Вонь была настолько пронзительной, что глаза его моментально наполнились слезами, и ему пришлось напрячься, чтобы продолжать нормально дышать. Запах был ему знаком. Мясо в той стадии разложения, когда оно испускает газы, опасные для того, кто их вдыхает. Только однажды он вдыхал запах такой же силы: когда они обнаружили труп, пролежавший в темном подвале два года, и проделали дырку в полиэтилене, в который он был завернут.

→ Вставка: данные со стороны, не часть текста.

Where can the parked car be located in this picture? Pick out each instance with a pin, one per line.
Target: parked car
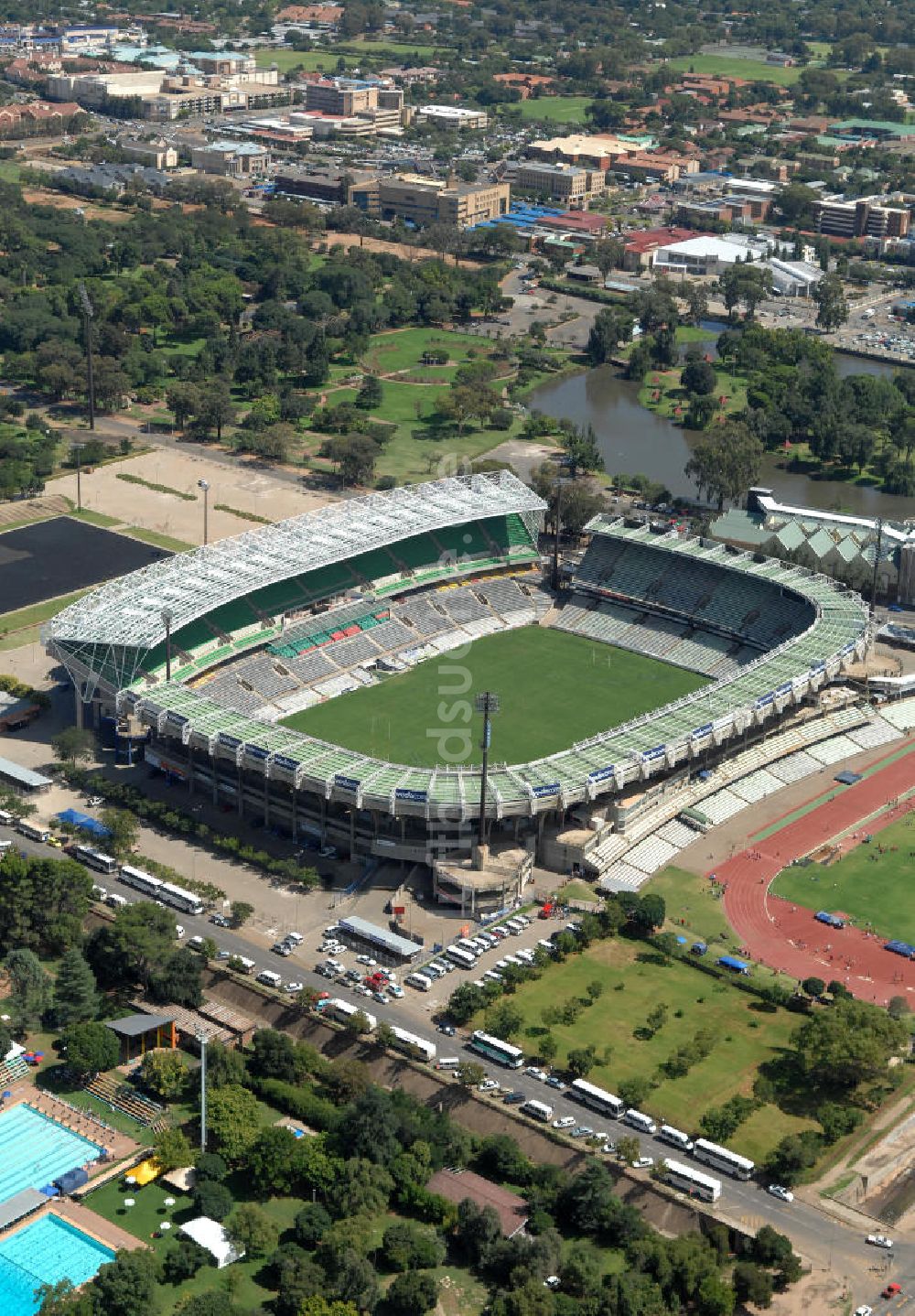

Нет, вонял не грызун и даже не семейство грызунов. Внутри было темно, свет не попадал в отверстие, но прямо перед Харри что-то лежало. Он ждал, пока зрачки медленно расширялись, чтобы видеть при таком скудном освещении. А потом он увидел. Дрель. Нет, электрический лобзик. Но позади лобзика было еще что-то, чего Харри не мог разглядеть, просто ощущал физически. Что-то… У него внезапно перехватило горло. Звук. Шаги. Под ним.
Он попробовал вынуть голову из дыры, но она как будто уменьшилась в размерах и сжалась вокруг его шеи, пытаясь замуровать его вместе с мертвыми. Чувствуя приближение паники, Харри просунул пальцы между шеей и неровным краем отверстия и стал отрывать от него куски. Он высвободил голову.